CT083 - The Narrow Gate

Jul 2, 2026    Matthew Allen

After the warmth of "ask, seek, knock," Jesus turns honest about the cost. In Matthew 7:13-14 he lays the whole of life out like a fork in the road: two gates, two roads, two destinations. The wide gate opens onto a broad road — roomy enough to bring everything with you, requiring nothing, and crowded, which makes it feel safe. But Jesus won't soften where it ends: it leads to destruction. The easy road is easy the whole way, until the end. Crowded is not the same as safe. And there's no third option — refusing to choose the narrow gate is simply staying on the broad road by default.


Then the other gate. Jesus doesn't oversell it: the gate is narrow and the road is hard. To get through you have to set some things down — the self-importance, the sin we've been protecting, the demand to stay in charge. Following him was never advertised as a smooth downhill glide; he told his followers to take up a cross. Here we hold two things together and refuse to drop either one: the road is genuinely hard, and the hard road is the one that leads to life. The difficulty isn't punishment; it's the shape of a road that's going somewhere worth arriving to. A mountain trail is harder than a slide — and it's the only one of the two that reaches the summit.


Then the line that unsettles us most: "few find it." Jesus is being honest about numbers, and it's not the answer we'd write. But this isn't Jesus taking pleasure in a small number, as if heaven were an exclusive club. This is the same Jesus who wept over a city that wouldn't come to him. And notice the one hopeful word buried in that hard sentence — "find." Few find it, which means it can be found. The narrow gate isn't hidden; Jesus is pointing right at it. You are not too late, and you are not one of the ones who can't find it.
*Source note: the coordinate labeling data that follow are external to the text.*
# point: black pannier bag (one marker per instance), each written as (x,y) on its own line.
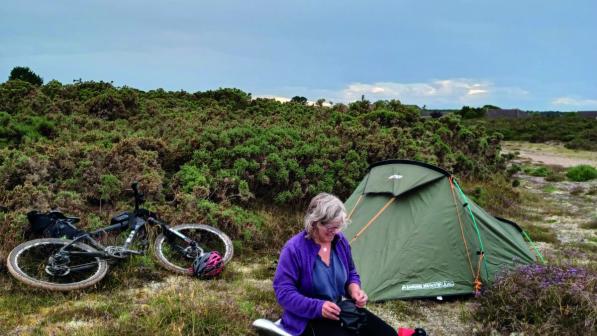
(121,218)
(52,224)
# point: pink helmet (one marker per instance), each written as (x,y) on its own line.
(208,265)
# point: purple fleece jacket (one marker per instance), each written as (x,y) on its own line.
(293,281)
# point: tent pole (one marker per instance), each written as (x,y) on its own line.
(476,227)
None of us is good enough to squeeze through a gate that narrow on our own strength — but the narrow gate isn't a standard we measure up to. It's a person we come to. "I am the gate," Jesus says; "if anyone enters by me, he will be saved." The way into life didn't cost us everything — it cost him everything. He walked the hard road all the way to a cross, pressed and crushed under the weight of our sin, and died so the gate could stand open. We don't earn our way through by living a hard enough life; we come through because of his death, his blood poured out. That changes the hard road itself: we don't walk it to buy our way to life, but as people already rescued, following the One who rescued them. The difficulty is real — but so is the hand already holding ours the whole way. So choose the narrow gate. Come to Christ, who is the gate. Walk the road that costs something, because it's the only one that arrives at life — and remember who walked the hardest road of all to fling the gate wide open for you.